Find $\lim\limits_{\theta \rightarrow \frac{\pi}{2}^{-}}x(\theta)$ and $\lim\limits_{\theta \rightarrow \frac{\pi}{2}^{-}}y(\theta)$ .
(d) Are the limits found in (c) consistent with what is expected physically?

(a) $\begin{eqnarray*} \lim\limits_{\theta \rightarrow 0^{+}}x(\theta) &=&\Big[\lim\limits_{\theta \rightarrow 0^{+}}(16\cos \theta)\Big] t = 16t\qquad{\color{#0066A7}{\hbox{$t$ fixed}}}\\[3pt] \lim\limits_{\theta \rightarrow 0^{+}}y(\theta) &=&\lim\limits_{\theta \rightarrow 0^{+}} [ -16t^{2}+(16\sin \theta) t ]\\[3pt] &=&\lim\limits_{\theta \rightarrow 0^{+}}(-16t^{2}) +\Big[\lim\limits_{\theta \rightarrow 0^{+}}(16\sin \theta)\Big] t = -16t^{2} \end{eqnarray*}$

(b) The limits in (a) tell us that the horizontal position x of the object moves to the right ( $x = 16t$ ) over time and that the vertical position y of the object immediately moves downward ( $y = -16t^{2}$ ) into the ground. Neither of these conclusions is consistent with what we expect from the motion of an object propelled at an angle close to $\theta = 0$ .
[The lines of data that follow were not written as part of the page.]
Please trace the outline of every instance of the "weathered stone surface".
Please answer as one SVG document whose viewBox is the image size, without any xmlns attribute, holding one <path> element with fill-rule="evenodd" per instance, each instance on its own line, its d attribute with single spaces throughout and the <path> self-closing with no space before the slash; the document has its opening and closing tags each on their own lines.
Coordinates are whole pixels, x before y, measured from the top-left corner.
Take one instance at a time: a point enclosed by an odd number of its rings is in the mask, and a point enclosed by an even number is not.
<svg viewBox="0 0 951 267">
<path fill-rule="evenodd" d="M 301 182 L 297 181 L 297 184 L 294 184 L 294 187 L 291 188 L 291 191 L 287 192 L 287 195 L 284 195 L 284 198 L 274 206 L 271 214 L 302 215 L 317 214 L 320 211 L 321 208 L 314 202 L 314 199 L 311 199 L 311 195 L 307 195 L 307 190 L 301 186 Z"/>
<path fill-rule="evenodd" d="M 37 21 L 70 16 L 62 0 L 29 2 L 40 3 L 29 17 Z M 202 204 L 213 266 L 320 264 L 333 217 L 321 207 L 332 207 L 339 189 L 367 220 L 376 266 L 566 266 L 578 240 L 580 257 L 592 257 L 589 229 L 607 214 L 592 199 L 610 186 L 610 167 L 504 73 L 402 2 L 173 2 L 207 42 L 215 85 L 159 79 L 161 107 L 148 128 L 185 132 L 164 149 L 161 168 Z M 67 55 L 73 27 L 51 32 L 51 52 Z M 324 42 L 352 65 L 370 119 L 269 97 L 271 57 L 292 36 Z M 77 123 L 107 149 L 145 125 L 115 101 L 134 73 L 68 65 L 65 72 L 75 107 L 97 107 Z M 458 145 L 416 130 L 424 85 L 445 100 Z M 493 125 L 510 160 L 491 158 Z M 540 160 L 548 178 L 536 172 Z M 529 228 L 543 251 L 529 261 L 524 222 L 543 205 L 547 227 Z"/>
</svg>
(c) $\begin{eqnarray*} \lim\limits_{\theta \rightarrow \frac{\pi}{2}^{-}}x(\theta) &=&\Big[\lim\limits_{\theta \rightarrow \frac{\pi}{2}^{-}}(16\cos \theta)\Big] t = 0\\[3pt] \lim\limits_{\theta \rightarrow \frac{\pi}{2}^{-}}y(\theta) &=&\lim\limits_{\theta \rightarrow \frac{\pi}{2}^{-}}\left[ -16t^{2}+(16\sin \theta) t\right] = \lim\limits_{\theta \rightarrow \frac{\pi}{2}^{-}}(-16t^{2}) +\Big[\lim\limits_{\theta \rightarrow \frac{\pi}{2}^{-}}(16\sin \theta)\Big] t\\[3pt] &=&-16t^{2}+16t \end{eqnarray*}$

(d) The limits we found in (c) tell us that the horizontal position remains at $0$ . The vertical position $y = -16t^{2}+16t = -16t(t-1)$ tells us the object has a maximum height of 4feet and returns to the ground after 1 second. (The parabola $y = -16t^{2}+16t$ opens down and has a maximum value at $t = \dfrac{-b}{2a} = \dfrac{-16}{-32} = \dfrac{1}{2}$ at which time $y = 4$ .) These conclusions are consistent with what we would expect from the motion of an object propelled close to the vertical.